卻見原本溫順得很的鉤蛇,陡然張開血盆大口吐信,同時,猛然掙月兌封印的帶鉤蛇尾,卻是往前一掃,自兩人背後襲來,偏偏錦歲和曾耘正在解除封印中途,想要在這時撤回靈力抵御,已經來不及了!
轟!強悍的力道,毒辣的偷襲,被這般恐怖的蛇尾擊中,根本不可能有任何生還的機會。原本對鉤蛇存在已經完全不上心的眾人,看著張狂笑聲中夾帶濃烈腥臭氣息的巨蛇朝眾人徐徐而來,恐怖蛇眼之中,映著的是絕無可能逃月兌可能的絕望,竟連逃月兌的勇氣都沒有了。
「哼哼哼,愚蠢,果然和當年那群術者一樣愚蠢!食物竟也妄想跟我平起平坐,和平共處,哈哈哈哈哈!不怕告訴你們,當年你們的祖先,為了封印我,竟然愚蠢到用他們螻蟻一般的性命,血祭百人,才造出泓天壺,那幾個術者為了封印我,更是連自己的命都搭上了。上千年我都掙月兌不得的封印,沒想到最後是你們這群愚蠢卑微的人類給解開了。我該怎麼感謝你們呢?」蛇眼泛著恐怖嗜血的妖異紅光,俯下蛇首的鉤蛇,望向百米之外驚恐萬分的人類,不由張狂大笑,「決定了,就拿你們來當我鉤蛇自由之後第一頓大餐好了!」
蛇首再度高昂,卻並未讓眾人壓力稍緩,反而在它身後蛇尾豎起時,感到分外絕望,因為,那是鉤蛇即將發起攻擊的預兆。

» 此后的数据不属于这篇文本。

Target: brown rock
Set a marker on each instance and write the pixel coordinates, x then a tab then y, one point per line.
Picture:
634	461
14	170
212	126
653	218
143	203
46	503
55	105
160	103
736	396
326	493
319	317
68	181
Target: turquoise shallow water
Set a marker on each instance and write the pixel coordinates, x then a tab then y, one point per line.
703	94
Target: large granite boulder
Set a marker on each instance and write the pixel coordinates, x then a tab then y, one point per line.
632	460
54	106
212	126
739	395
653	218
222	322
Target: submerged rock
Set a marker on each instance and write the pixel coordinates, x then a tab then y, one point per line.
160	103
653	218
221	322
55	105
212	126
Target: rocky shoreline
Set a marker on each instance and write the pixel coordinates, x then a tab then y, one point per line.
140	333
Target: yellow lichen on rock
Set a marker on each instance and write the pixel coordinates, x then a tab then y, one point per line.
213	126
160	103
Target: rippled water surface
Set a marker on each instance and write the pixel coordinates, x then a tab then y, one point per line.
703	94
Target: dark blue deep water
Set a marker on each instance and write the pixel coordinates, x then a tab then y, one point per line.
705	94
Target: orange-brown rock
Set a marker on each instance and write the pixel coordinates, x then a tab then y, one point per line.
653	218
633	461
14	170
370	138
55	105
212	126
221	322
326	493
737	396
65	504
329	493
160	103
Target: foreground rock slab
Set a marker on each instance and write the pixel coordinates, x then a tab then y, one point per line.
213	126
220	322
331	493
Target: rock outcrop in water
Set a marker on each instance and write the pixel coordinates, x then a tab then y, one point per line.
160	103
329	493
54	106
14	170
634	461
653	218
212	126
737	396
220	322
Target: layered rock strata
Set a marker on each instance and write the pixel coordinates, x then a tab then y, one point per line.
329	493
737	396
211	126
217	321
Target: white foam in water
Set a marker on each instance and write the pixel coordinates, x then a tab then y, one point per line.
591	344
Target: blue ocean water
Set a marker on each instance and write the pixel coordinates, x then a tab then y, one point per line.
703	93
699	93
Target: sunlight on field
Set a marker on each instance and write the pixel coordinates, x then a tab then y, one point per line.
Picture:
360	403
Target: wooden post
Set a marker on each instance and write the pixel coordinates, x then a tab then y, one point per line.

果然,眾人預感成真,在鉤蛇強悍妖力與仿佛緊緊鎖住每一個獵物的恐怖蛇眼震懾之下,只能眼睜睜看著那輕松能掃斷一座大廈的恐怖蛇尾朝自己劈頭蓋臉砸下,頓覺生還無望。
「縛道八十一,斷空!」就在蛇尾直接砸向眾人之際,空中激烈流動靈子電流,而後,一堵厚重高大猶如堅不可摧城牆的術法擋在眾人之前,竟輕易擋住了鉤蛇那恐怖蛇尾的攻擊,待飛塵散盡,眾人才驚訝地發現,那夾帶了恐怖妖力與重力速度的攻擊,竟不能擊傷陣法分毫,而立在那透明牆體之後的,不是一襲黑衣的女人,又是誰。
「咦!啊啊啊啊啊!」莫名其妙好像听到了一聲詭異骨頭碎裂巨響,後知後覺的鉤蛇,待痛楚傳來,才知道什麼事情,不由發出淒厲的慘叫聲,滿地打滾。
「喲,別的不說,看你這滿地打滾的樣子,倒是挺喜感的嘛。」立于斷空之後,連條毛都沒亂的某無良,看著前方鉤蛇痛得跟條巨型蚯蚓一樣在地上滾來滾去,非常大方地在某蛇受創的自尊心上,再踩上幾腳。讓身後受保護的眾人額頭不約而同掛下三根黑線,這女人,根本是故意的!